Most modern phyla originated with the Cambrian Explosion. Yet alongside this, there evolved several who exist as enigmatic traces in the annals of the fossil record.

Here and there appear more unusual forms, such as the aptly named Hallucigenia or the spine covered, gumdrop-shaped Wiwaxia. Many of these Cambrian oddities constitute phyla which no longer exist, branches on the tree of life which have been severely pruned. The creation of these new phyla have come about as a result of intense scrutiny of the anatomical relationships of the Cambrian oddballs: the most recent group to have been given a firm classification are the immensely alien vetulicolians.

The new vetulicolian fossils from kangaroo Island
'Although not directly related to humans in the evolutionary line, we can confirm that these ancient water creatures are among our distant cousins,' said Dr Diego Garcia-Bellido, ARC Future Fellow with the University's Environment Institute.

'They are close relatives of vertebrates, animals with backbones, such as ourselves. Vetulicolians have a long tail supported by a stiff rod. This rod resembles a notochord, which is the precursor of the backbone and is unique to vertebrates and their relatives.' The identification of the vetulicolians as near vertebrate relatives has been the result of new fossil evidence from Kangaroo Island, Australia.

A phylogram showing the evolutionary placement of the
vetulicolians within the animal kingdom
While the first specimens were discovered in 1911, it was only in 1997 that they were given the name vetulicolian. Fossils from the group, however, were rather indistinct, displaying little detail of their internal anatomy. The new Australian fossils, specifically of a previously unknown species now named Nesonektris, displayed details of a primitive notochord.

Further features suggest that they were filter feeders and while filter feeders are sometimes considered second class citizens compared to the highly motile hunters of the Cambrian - mere relics of the strange world of the Ediacara biota - they were immensely successful, with a global distribution and sizable communities.

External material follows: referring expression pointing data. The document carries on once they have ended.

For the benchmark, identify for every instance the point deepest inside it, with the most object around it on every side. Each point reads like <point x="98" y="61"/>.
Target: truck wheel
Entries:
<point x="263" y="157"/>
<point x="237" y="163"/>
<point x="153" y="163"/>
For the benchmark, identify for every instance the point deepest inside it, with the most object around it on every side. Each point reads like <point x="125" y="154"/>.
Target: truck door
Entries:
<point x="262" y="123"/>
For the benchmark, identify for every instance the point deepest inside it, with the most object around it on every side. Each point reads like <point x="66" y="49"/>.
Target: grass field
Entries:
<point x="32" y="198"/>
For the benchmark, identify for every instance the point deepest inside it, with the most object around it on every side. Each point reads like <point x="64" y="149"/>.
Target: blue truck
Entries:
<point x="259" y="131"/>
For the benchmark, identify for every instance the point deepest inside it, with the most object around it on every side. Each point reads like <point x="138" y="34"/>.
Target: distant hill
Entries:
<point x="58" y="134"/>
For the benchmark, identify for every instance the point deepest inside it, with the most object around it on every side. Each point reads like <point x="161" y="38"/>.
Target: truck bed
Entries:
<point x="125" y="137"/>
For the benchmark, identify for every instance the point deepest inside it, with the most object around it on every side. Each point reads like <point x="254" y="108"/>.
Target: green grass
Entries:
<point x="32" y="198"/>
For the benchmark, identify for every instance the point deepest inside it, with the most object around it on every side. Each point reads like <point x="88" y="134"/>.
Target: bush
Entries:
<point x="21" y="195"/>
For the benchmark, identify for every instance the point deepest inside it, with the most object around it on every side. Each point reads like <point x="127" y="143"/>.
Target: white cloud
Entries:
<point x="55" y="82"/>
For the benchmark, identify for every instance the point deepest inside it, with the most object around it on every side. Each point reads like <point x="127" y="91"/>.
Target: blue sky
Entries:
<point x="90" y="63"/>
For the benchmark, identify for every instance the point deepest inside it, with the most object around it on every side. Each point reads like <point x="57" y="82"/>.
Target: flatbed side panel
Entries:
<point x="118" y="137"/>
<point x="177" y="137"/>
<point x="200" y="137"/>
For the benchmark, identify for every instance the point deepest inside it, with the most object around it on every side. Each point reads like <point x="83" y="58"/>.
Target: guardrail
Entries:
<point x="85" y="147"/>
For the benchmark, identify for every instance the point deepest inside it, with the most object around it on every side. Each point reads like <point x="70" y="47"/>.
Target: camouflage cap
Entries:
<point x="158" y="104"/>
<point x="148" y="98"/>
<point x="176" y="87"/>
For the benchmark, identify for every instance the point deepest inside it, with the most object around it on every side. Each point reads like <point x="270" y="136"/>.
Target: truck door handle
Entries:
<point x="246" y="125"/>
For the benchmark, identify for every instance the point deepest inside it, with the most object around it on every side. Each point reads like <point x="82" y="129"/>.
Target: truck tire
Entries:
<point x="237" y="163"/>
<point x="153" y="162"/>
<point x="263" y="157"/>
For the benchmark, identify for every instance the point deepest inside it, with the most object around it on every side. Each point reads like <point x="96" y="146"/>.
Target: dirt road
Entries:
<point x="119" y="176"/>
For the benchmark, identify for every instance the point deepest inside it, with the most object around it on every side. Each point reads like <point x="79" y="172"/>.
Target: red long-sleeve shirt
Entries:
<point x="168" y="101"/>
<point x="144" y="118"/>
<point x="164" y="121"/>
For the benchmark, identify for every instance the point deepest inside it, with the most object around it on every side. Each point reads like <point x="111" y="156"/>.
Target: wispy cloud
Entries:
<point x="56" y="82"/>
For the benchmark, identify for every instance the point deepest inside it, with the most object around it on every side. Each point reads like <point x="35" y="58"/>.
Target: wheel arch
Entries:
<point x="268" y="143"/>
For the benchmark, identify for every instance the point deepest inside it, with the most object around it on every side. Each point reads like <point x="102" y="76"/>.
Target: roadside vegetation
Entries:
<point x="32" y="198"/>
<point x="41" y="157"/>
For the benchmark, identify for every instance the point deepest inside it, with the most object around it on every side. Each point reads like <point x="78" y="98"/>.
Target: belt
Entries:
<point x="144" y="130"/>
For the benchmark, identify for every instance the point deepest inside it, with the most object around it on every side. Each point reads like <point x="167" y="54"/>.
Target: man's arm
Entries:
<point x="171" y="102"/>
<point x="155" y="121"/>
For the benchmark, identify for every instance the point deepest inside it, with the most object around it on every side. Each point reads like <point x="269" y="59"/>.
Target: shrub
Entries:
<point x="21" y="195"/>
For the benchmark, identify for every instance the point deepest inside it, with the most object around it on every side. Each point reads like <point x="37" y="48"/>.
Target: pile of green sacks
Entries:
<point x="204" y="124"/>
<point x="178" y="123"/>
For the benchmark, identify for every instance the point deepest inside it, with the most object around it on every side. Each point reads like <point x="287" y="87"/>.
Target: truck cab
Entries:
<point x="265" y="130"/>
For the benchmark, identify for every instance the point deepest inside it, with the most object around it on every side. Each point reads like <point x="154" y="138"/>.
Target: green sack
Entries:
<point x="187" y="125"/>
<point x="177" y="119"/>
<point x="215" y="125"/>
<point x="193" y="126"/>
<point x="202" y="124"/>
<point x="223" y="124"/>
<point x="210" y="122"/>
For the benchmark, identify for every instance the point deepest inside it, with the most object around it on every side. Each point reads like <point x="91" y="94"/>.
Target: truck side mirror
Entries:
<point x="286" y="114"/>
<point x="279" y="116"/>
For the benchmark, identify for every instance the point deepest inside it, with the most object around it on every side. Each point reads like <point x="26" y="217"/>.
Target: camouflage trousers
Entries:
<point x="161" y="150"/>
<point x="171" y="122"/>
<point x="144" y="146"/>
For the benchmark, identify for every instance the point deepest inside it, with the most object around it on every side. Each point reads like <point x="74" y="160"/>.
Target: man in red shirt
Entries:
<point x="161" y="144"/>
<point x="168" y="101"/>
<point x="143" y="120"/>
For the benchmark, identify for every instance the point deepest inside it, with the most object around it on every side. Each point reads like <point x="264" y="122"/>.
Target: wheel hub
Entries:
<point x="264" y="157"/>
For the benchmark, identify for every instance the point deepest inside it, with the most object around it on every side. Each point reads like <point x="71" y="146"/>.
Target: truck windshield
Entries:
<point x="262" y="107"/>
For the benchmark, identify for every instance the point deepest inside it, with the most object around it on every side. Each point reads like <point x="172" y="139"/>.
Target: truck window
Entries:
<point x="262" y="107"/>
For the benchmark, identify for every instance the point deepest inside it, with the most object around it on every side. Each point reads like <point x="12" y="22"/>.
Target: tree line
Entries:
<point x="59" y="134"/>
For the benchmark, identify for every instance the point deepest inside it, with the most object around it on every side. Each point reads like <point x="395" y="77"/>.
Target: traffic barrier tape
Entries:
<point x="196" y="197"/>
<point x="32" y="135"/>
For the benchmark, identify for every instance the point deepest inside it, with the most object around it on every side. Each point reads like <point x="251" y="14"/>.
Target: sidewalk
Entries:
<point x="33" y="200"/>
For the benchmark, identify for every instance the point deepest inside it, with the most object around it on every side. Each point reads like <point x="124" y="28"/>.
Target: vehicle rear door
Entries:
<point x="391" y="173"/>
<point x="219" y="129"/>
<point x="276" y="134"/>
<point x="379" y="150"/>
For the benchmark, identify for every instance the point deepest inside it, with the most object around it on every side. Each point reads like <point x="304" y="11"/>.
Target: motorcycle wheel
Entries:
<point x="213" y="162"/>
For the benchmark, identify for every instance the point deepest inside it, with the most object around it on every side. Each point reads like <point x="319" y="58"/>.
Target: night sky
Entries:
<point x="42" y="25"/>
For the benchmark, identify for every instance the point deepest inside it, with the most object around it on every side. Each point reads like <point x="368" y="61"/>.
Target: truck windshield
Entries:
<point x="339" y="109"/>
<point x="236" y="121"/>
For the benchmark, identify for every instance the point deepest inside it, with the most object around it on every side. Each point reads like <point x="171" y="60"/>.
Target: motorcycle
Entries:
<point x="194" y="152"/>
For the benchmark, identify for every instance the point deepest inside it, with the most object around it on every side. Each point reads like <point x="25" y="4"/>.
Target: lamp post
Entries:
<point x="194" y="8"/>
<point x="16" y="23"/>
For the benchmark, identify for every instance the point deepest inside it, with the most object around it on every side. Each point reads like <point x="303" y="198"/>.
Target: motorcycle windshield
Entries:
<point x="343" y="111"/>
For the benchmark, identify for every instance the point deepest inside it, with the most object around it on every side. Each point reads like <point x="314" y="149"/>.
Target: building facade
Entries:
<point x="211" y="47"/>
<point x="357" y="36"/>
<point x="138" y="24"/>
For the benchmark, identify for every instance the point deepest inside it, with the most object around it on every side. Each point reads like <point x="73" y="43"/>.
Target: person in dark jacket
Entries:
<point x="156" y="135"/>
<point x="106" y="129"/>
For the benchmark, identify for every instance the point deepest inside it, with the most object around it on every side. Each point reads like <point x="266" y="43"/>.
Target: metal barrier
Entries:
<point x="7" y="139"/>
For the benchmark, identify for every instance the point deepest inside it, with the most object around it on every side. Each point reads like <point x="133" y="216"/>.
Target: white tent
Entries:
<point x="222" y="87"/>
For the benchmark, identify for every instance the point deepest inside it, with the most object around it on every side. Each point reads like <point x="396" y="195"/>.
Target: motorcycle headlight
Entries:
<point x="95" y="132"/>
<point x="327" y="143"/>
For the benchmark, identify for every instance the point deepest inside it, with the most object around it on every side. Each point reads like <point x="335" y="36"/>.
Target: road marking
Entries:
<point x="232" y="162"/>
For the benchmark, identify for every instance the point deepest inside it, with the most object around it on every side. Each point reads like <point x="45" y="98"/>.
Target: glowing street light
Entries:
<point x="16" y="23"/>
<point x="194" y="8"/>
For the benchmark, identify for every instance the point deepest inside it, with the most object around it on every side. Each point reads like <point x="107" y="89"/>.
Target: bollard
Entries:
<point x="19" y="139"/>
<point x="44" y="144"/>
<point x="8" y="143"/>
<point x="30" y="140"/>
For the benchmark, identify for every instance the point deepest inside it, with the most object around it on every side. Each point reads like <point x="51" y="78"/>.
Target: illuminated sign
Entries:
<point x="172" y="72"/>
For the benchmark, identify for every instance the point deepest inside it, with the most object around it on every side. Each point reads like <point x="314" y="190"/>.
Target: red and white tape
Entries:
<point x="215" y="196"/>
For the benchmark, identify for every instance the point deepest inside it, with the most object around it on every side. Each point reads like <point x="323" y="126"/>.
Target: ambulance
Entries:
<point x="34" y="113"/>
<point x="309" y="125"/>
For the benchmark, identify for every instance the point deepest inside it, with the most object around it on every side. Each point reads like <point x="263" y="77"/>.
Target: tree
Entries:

The vetulicolians are testament to the degree of evolutionary innovation and diversification brought about by the Cambrian Explosion. It is all very well trying to reconstruct the ecosystems formed by ancient members of existing phyla, but the resulting picture is incomplete without the addition of the phyla which have been lost to time and whose existence is confirmed in the geological record only. Yet these enigmatic groups enrich the puzzle.